The rules are defined by the Saint Laurent legacy. "Fashion for Yves Saint Laurent is style, not gimmick, not theater," Girard says. The point "is to make women look beautiful and feel good."
Elbaz shares a similar viewpoint.
"I think more than anything else, I've done the same sort of work at Guy Laroche. I didn't come and change everything and turn the house upside-down," he said by phone from Paris. "I didn't become like a bad boy. I just continued with what the house has to offer. Respect for where you are is very important."
Elbaz's precise approach at Saint Laurent has not been discussed. In fact, he has yet to sit down with the company's namesake to discuss his exact role.
Saint Laurent's role in the company slowly has been shrinking. Recently, company president and Saint Laurent confidant Pierre Berge often has appeared far more in control of the company and its image than Saint Laurent, who for years has struggled with health problems that often had him teetering down the runway for his final bows. In 1993 the company was sold to pharmaceutical giant Sanofi for $650 million.
Still, the legacy that will officially rest with Elbaz when he joins the company on Nov. 1 is massive and very much alive. Over the years, Saint Laurent always has used the same familiar fashion vocabulary in his collections. He, for better and for worse, borrowed lavishly from his own archives. He is the quintessential designer of society women.
"He is my favorite, most adorable friend," says New York society grande dame Nan Kempner. "I've worn his clothes for 35 years, since the beginning, since the days when he was the designer at Dior."

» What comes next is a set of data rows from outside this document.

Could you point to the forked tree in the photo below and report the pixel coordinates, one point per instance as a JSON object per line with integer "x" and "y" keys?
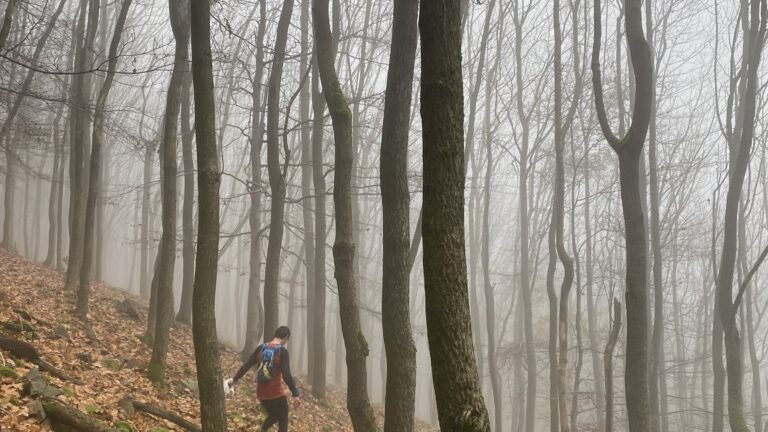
{"x": 629, "y": 149}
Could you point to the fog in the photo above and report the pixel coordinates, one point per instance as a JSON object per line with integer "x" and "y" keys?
{"x": 700, "y": 76}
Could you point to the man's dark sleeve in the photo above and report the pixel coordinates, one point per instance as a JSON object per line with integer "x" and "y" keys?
{"x": 248, "y": 364}
{"x": 285, "y": 368}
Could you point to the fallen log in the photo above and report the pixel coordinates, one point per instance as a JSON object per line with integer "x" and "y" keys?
{"x": 163, "y": 414}
{"x": 26, "y": 351}
{"x": 65, "y": 415}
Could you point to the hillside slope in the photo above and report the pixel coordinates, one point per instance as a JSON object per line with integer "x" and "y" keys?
{"x": 110, "y": 360}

"He was the first person to essentially put women in pants. He brought them into the public domain," Kempner says. "You couldn't wear them in a lot of places. You couldn't wear them at the Cote Basque [restaurant in New York]. I had to drop my pants and go in in a tunic, and this was the early '60s."
His clothes, she says, never seem to age. She recently wore a 10-year-old silk suit to a wedding. "Each collection becomes more perfect," she says. "He perfects his own look."
"What do they say? Apres moi . . . Quoi? Le deluge. I think it's very good to have someone trained to take over."
With his quieter schedule, Saint Laurent and his dog, Moujik, will divide their time among houses in Paris, Marrekesh and Tangier, Morocco. "A man who dreams," Girard says, can never have too much free time.